On the Trail of a Lost Manuscript

This is a literary all points bulletin.

The Hampstead & Highgate Express reports on one man's search for a lost manuscript, an unpublished work about artist Robert Seymour, who is best known for illustrating several serial installments of Charles Dickens' Pickwick Papers. The 350-page document by Rowland Morewood was last mentioned in a 1927 magazine article. It was then known to be housed in a deedbox.

Stephen Jarvis, in the process of writing a biography of Seymour, says of the missing work "I have little doubt that overall this is the most important archive of material relating to Seymour in the world. I have been trying to track it down for about two years now. The deedbox really is the Holy Grail for my research."
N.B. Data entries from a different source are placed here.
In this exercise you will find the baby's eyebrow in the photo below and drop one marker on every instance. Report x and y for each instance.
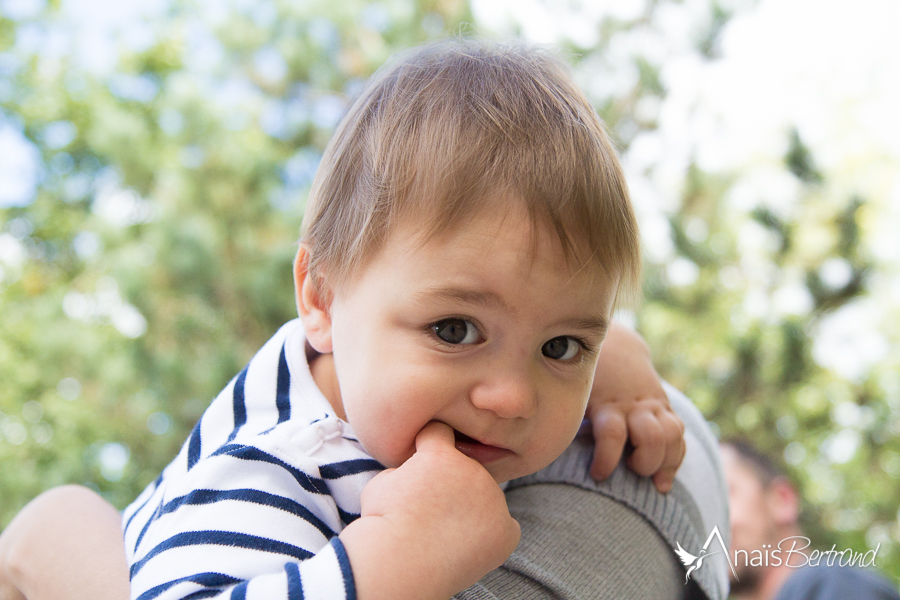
(595, 325)
(483, 298)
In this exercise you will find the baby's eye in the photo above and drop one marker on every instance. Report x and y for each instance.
(457, 331)
(561, 348)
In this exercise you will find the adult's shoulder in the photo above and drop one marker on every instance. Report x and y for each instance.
(837, 583)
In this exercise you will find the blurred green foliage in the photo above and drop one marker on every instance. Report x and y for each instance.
(155, 256)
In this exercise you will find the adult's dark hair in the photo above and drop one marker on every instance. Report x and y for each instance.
(764, 466)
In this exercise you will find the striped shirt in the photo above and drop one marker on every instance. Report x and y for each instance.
(252, 505)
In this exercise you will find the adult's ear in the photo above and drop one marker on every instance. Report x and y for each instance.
(784, 502)
(312, 306)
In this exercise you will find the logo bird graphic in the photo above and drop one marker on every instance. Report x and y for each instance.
(688, 559)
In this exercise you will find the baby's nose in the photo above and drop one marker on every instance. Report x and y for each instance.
(509, 394)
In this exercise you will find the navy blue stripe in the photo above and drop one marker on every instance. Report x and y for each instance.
(204, 579)
(222, 538)
(202, 594)
(295, 586)
(239, 403)
(283, 389)
(310, 484)
(152, 518)
(347, 517)
(349, 467)
(141, 507)
(200, 497)
(194, 446)
(240, 591)
(346, 571)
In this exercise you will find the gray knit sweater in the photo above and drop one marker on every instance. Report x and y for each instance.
(615, 539)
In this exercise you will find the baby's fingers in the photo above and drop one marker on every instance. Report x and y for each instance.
(675, 449)
(610, 434)
(648, 438)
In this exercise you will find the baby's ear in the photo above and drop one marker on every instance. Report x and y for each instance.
(312, 304)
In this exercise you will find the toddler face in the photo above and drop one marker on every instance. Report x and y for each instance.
(478, 328)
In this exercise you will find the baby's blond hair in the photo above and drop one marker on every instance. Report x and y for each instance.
(452, 128)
This seems a terrific longshot, but I suppose it's possible that this document has survived out there somewhere. If you know of it, I suspect Mr. Jarvis would be eternally grateful if you'd contact him. His email address is at the end of the article.

[h/t: Shelf:Life]

[Update: See Mr. Jarvis' comment below, which is important.]

3 comments:

John Overholt said...

It doesn't look like Houghton has the manuscript he's looking for, but we do have something that sounds interesting. Apparently, his wife, Jane Seymour (!) published a book called An Account of the Origin of the Pickwick Papers about the relationship bewteen Seymour and Dickens. In the Harry Elkins Widener collection, we have her own copy, extra-illustrated with letters, original drawings, engravings and colored prints. I'm going to send him an email and let him know.

Stephen said...

Hi

I am Stephen Jarvis, the man who is trying to find the missing Seymour manuscript. I wanted to thank you for posting this on your blog. Also, I wanted to correct an error which was in the newspaper article. The last known reference to the manuscript was indeed, as the article states, in 1927. However, the album of Seymour pictures, collected by the manuscript's author R D Morewood, turned up much more recently - it was discovered in the secondhand bookshop twenty or so years ago. Of course, it might have been lying undiscovered in the bookshop for years, but there is also the chance that it was placed there by someone who is still alive. Any leads or suggestions as to what I might do to trace this material would be most gratefully appreciated. The deedbox, incidentally, even contained two of Seymour's original acid-etched plates for Pickwick (though they would have been worn down to some extent during the printing process), and if anyone has ever come across one of these plates that could be a very important clue. I suspect, unfortunately, that this collection no longer survives, and that it was simply thrown away by someone who had no conception of its historic importance...but I am still searching. Please, please contact me with any suggestions etc at stephenjarvis@hotmail.com

Many thanks, and best wishes

Stephen

JBD said...

Stephen - Glad to help get the word out; I do hope someone sees it and has knowledge of the collection. These things are always worth searching for ... you just never know where they might turn up.